Nipper, 65, first attended UCLA in 1972, but after about a year was asked to leave because of low grades.
“I wasn’t ready for the workload of the type of classes I signed up for – business (and) law,” Nipper said, while pushing back wisps of gray hair. “I tanked all those classes … so I became a college dropout.”
This fall quarter – 40 years after his first experience at UCLA – Nipper returned to campus as a transfer student.
A yearly average of 557 students have been readmitted to UCLA as returning students since 1998, said Ricardo Vazquez, a UCLA spokesman. In the past decade, 131 students aged 50 or older have enrolled at the university as transfer students, he added.
“I was so surprised they took me back,” Nipper said. “I feel so fortunate. … They saw I had some potential.”
Many students now mistake him for a professor, he said, laughing.
Nipper is an anthropology student trying to take full advantage of the university’s resources after an almost half-century hiatus.
He was born in Oregon but grew up in Van Nuys, Calif. He briefly attended Los Angeles Valley College after high school, but was drafted to the U.S. Army in 1968 because he left school.
“Nothing will give you a sense of the value of education like being in the military,” Nipper said.
Luckily, he was never called to Vietnam and left the army in 1970 to continue his education, he said.
After returning to Los Angeles Valley College for a couple of years, he transferred to UCLA.
After leaving UCLA in 1973, Nipper worked by making miniature clapperboards – wooden devices used in film to mark takes and scenes – as souvenirs for the Hollywood industry, he said.
“Just like pictures of Marilyn (Monroe) or Elvis (Presley), clapperboards sold,” said Nipper, who made a living off of the souvenirs for almost 15 years.
For decades afterward, Nipper worked a variety of jobs, realizing that he needed to find a more solid source of income.
“After getting kicked out of school and thinking I’d get rich anyway … after 15 years nothing really happened,” Nipper said.
He worked as a projectionist in the entertainment industry, did field technician work and worked for eight years at Sony Corp. before his position was filled by someone else.
“The way the job market was … I thought I better get a degree,” Nipper said.
After attending a local community college for two years, he applied to only one school – UCLA – where he got in for fall of 2012.
John Vento, a UCLA alumnus and one of Nipper’s political science professors at Antelope Valley College, encouraged him to apply to the university.
“(Nipper) was a real pleasure to have in my class,” said Vento, who graduated from UCLA with a bachelor’s degree in political science in 1993. “He seemed really proud of his opportunity to go back to school and being able to pursue (his education).”
Vento said Nipper was one of the students most comfortable with speaking about politics in class.
“Most students are 18 to 20 (years old) and haven’t been directly affected by the government yet,” Vento said. “(Nipper) was drafted. … Being able to share those stories in class would be how we could connect.”
Nipper would stay after class and talk with Vento about a particular election, local government issues or even UCLA football games.
“I always give (students) extra points if they can remember (UCLA football game) points and such – he really liked that,” Vento added with a laugh.
When he was accepted to UCLA, Nipper emailed Vento excitedly, Vento said.
“Because I wasn’t taking (UCLA) too seriously (the first time), I sort of had a negative feeling about it,” Nipper said. “Just the feeling of getting back here is so fulfilling for me.”
He started off his second time at UCLA with a negative grade point average, he said.
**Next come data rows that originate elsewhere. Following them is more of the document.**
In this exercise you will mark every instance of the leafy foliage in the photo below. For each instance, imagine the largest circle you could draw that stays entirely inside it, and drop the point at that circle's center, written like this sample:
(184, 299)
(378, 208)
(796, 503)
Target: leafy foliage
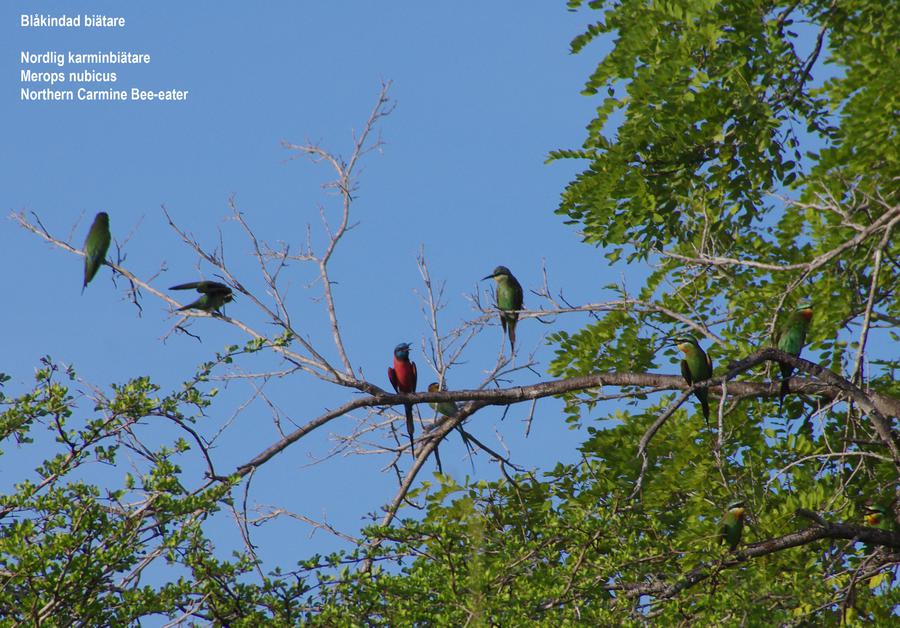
(705, 110)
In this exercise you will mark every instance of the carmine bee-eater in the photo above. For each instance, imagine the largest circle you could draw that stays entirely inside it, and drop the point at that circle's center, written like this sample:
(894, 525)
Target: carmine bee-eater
(403, 378)
(732, 525)
(213, 295)
(790, 338)
(509, 301)
(695, 367)
(95, 246)
(878, 516)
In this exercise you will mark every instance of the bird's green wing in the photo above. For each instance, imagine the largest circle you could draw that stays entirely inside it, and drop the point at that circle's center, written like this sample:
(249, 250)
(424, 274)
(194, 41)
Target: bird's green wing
(686, 372)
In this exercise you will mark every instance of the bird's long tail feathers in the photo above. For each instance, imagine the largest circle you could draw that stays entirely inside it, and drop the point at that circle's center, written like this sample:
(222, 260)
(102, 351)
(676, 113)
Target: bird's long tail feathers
(409, 428)
(785, 389)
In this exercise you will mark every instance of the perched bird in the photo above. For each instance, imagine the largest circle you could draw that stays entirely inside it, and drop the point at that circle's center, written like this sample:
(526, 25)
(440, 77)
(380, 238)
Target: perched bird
(790, 339)
(213, 295)
(403, 378)
(732, 525)
(877, 516)
(95, 246)
(695, 367)
(447, 408)
(509, 301)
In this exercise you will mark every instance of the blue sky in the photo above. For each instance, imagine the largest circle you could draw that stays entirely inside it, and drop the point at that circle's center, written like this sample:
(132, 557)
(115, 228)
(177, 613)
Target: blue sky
(483, 92)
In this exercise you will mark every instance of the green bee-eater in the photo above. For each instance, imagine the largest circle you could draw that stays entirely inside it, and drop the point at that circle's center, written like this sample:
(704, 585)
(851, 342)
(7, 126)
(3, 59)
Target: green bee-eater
(790, 338)
(213, 295)
(95, 246)
(509, 301)
(447, 408)
(732, 525)
(878, 516)
(695, 367)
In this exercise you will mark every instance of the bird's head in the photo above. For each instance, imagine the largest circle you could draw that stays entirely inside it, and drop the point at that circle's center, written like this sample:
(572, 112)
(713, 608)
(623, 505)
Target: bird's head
(804, 309)
(684, 343)
(401, 351)
(498, 273)
(736, 508)
(874, 514)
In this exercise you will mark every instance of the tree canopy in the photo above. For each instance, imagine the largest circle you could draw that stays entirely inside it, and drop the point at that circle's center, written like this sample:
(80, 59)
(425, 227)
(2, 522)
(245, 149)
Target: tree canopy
(743, 161)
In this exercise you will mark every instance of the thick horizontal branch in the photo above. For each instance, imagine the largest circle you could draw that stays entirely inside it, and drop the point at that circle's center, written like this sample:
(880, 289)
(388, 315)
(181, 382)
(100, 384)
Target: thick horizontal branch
(882, 404)
(821, 530)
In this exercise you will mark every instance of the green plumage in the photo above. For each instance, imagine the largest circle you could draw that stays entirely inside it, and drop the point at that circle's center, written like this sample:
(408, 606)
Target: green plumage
(732, 525)
(695, 367)
(95, 246)
(509, 301)
(446, 408)
(790, 338)
(878, 516)
(213, 295)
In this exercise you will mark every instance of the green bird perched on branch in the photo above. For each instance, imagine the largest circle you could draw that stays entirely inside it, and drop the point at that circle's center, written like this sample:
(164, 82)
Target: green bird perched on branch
(447, 408)
(509, 301)
(732, 525)
(95, 246)
(213, 295)
(695, 367)
(790, 339)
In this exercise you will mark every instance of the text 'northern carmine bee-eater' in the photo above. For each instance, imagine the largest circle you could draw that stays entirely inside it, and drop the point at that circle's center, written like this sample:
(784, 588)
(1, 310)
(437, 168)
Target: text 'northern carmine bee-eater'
(95, 246)
(213, 295)
(790, 339)
(509, 301)
(695, 367)
(732, 525)
(403, 377)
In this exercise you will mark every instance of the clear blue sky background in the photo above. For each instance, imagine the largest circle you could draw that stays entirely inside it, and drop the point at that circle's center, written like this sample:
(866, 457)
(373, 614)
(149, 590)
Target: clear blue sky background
(483, 92)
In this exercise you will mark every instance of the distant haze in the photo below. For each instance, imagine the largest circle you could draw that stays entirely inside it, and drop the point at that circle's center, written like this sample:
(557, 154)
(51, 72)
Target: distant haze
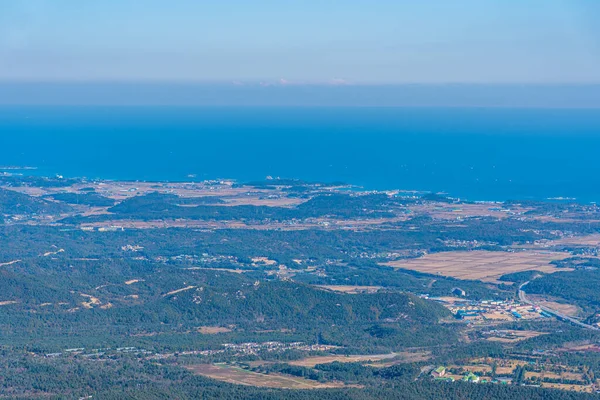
(511, 96)
(362, 42)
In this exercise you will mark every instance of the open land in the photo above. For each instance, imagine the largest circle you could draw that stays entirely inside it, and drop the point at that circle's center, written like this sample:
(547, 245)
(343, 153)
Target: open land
(236, 375)
(482, 265)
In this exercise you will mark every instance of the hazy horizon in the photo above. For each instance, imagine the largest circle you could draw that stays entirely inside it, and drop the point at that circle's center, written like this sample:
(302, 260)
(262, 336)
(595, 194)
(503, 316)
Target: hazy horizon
(356, 41)
(194, 94)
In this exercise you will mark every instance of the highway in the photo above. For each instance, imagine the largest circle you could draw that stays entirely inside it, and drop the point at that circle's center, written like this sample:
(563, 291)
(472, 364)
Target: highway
(523, 299)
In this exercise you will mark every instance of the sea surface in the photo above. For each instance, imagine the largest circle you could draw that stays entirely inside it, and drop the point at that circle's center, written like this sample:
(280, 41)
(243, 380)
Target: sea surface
(477, 154)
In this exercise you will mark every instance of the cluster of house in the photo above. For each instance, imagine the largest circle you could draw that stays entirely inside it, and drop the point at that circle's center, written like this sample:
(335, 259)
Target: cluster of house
(441, 374)
(253, 348)
(493, 310)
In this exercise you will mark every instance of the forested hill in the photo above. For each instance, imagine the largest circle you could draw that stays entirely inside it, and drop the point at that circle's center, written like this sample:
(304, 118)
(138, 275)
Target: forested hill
(14, 203)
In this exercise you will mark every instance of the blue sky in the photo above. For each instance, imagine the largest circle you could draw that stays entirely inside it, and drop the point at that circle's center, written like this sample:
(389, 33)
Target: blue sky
(310, 41)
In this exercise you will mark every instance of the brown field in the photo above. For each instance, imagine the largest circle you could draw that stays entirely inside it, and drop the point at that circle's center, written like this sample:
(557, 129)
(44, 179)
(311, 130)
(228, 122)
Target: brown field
(486, 266)
(351, 289)
(310, 362)
(588, 240)
(557, 304)
(239, 376)
(511, 336)
(179, 290)
(453, 212)
(213, 330)
(573, 388)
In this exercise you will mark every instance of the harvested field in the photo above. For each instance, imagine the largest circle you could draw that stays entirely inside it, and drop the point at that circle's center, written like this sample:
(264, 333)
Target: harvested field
(486, 266)
(574, 388)
(512, 336)
(556, 304)
(213, 330)
(310, 362)
(351, 289)
(179, 290)
(239, 376)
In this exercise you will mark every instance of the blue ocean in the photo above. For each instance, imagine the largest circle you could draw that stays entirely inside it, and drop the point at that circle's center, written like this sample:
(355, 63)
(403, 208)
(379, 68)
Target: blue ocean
(477, 154)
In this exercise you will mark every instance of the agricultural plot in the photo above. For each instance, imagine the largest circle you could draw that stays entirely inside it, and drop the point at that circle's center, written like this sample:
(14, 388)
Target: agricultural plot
(486, 266)
(240, 376)
(394, 358)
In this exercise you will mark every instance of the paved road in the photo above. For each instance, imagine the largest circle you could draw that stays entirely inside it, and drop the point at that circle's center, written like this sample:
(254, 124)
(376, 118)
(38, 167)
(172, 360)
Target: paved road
(523, 299)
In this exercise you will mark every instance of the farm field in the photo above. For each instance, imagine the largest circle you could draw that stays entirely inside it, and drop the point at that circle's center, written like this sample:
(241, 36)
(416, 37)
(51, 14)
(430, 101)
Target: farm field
(486, 266)
(512, 336)
(240, 376)
(395, 358)
(351, 289)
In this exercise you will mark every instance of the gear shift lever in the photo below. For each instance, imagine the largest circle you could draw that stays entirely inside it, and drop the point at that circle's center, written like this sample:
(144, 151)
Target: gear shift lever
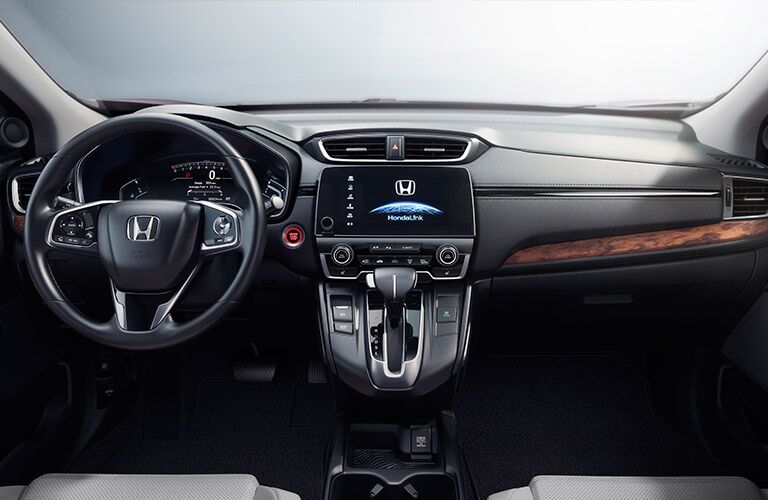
(394, 283)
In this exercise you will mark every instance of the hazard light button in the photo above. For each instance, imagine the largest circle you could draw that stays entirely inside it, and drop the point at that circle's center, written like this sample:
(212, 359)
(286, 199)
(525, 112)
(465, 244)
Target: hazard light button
(395, 147)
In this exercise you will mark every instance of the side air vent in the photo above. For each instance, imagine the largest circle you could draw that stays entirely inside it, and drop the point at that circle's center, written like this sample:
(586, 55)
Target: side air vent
(737, 161)
(356, 148)
(750, 198)
(434, 148)
(21, 189)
But now, he has to complete only two more quarters to graduate with a bachelor’s degree in anthropology.
“I’m just so happy I can pass a college-level course,” Nipper said, with a laugh.
Nipper currently lives on a 20-acre home at the base of the Tehachapi Mountains with his 34-year-old son Will, and he commutes to campus twice a week for class. He said he wakes up at 3:30 a.m. on the days he commutes in order to get to campus by 6 a.m.
Before class, he swims at the North Pool on campus and goes for breakfast at Covel Commons Residential Restaurant.
He said he is trying to take advantage of everything the school has to offer this time around.
After graduation next year, Nipper is not sure what he wants to do. He said he may want to pursue something in anthropology or return to field technician work, this time with a degree.
“At 65, I’m not sure if I really want a job, but I really feel like I’m getting a bigger picture,” Nipper said. “Geez, after two more quarters, I’ll probably miss the place.”